Why Humane's AI Pin won't succeed
An innovative new AI hardware appliance is coming soon. Unfortunately, it has zero chance in the consumer market. Here's why.
The world just got new wearable platform — the AI pin. Specifically, a startup called Humane rolled out its $700 AI Pin product, a 55-gram wearable gadget about the size of a book of matches that attaches to your clothing via magnet or clip. The AI Pin’s connectivity costs $24 per month.
The magnetic part, which goes on the inside of your clothing, is also a battery, which can be hot-swapped for a spare charged battery if needed.
The compact device sports a 13MP camera, as well as sensors for measuring light and movement. It’s also got a magnetometer and GPS electronics, as well as WiFi, Bluetooth and mobile broadband capability.
Electronicswise, it’s basically a smartphone without the screen, with a few additional elements that smartphones do not contain.
Instead of a screen, the AI Pin shoots laser light at the palm of your hand when held out in front of the device. The AI Pin recognizes some hand gestures, which enable some control of the device and navigation of the laser-light interface, and also voice commands.
The AI Pin comes with a custom assistant called Ai Mic, which is based on a few LLM-based generative AI services, including ChatGPT. By tapping and holding the touch-screen on front of the Pin, you can talk to this assistant, and get answers back. It also does basic smartphone stuff like sending texts and taking pictures.
You can place an order for the AI Pin starting next week, according to the company. First shipments are expected to begin early next year.
The company is opening the platform to developers, and will have an App Store.
The Humane company is headed by husband-and-wife team Imran Chaudhri and Bethany Bongiorno, who founded Humane in 2018 after working at Apple. They’ve raised $230 million in funding from investors that include OpenAI CEO Sam Altman, Salesforce CEO Marc Benioff; Microsoft; and the venture arms of LG, Volvo, and Qualcomm.
Why the AI Pin will fail in the market
I love the fact that someone is trying a whole new wearable platform concept in the market. The innovation is real and the design impressive. And many of the elements of the AI Pin are appealing. For example, the idea of having access to AI, and to some elements of a smartphone, without an addictive and anti-social smartphone screen — or without anything covering your eyes or ears — is a wonderful idea.
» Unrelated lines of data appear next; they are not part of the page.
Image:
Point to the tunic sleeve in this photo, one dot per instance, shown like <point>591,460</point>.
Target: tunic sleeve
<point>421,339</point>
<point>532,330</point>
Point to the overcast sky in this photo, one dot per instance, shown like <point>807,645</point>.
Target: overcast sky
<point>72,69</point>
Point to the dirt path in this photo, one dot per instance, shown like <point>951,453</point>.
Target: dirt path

The fundamental problem is that AI hardware is a banality. In fact, nearly all hardware is AI hardware. AI is ultimately a cloud service, which requires at minimum hardware that can send and receive text to and from the cloud. A BlackBerry 850 from 1999 could function as AI hardware.
The Humane AI Pin enters a marketplace where there are two general wearable platforms that can serve as AI appliances: The smartwatch and smart glasses. Of these, smart glasses are vastly superior to the AI Pin for several reasons:
Glasses are attached physically to the face and ears. That means the camera looks where you turn your head to look. (You don’t have to pivot your torso to aim the camera). And it means that, instead of the AI Pin’s “bubble of sound” hovering above your chest, you have two tiny stereo bubbles of sound around each ear. The microphones in smart glasses are closer to the face. So all input and all output is closer and more efficient in smart glasses.
Glasses are “normal” and accepted. Pinning things to clothing is unusual and a bit odd. It’s difficult to imagine smart pins going mainstream and being accepted by the public at scale.
Glasses are wearable in more situations. For example, while shirtless on the beach or while wearing a heavy coat in the dead of winter.
I’ve been wearing the Ray-Ban Meta glasses — also an AI appliance — every day since they launched, and they’re amazing to wear. The Meta AI assistant, which responds to and with voice, is very good. Around the time that the AI Pin ships, the Ray-Ban Meta glasses will acquire the ability to (through a promised software update and AI cloud service) recognize landmarks and objects through the glasses’ camera.
The year 2024 will witness the launch of numerous smart glasses products that function brilliantly as AI appliances, and they will be super popular as a category, I predict.
And so Humane finds itself in the unenviable position of launching a highly innovative AI appliance into a market where a superior AI appliance platform — smart glasses — is just about to explode into the mainstream.
My advice to Humane is this: Drop the pin idea and pivot toward glasses. The addition of a laser beam to smart glasses that shows me data on my palm would be a unique feature exclusive to Humane, and give the company a shot at success.
Because of the clear superiority of smart glasses as an AI platform, the AI Pin platform has zero chance to succeed in the market.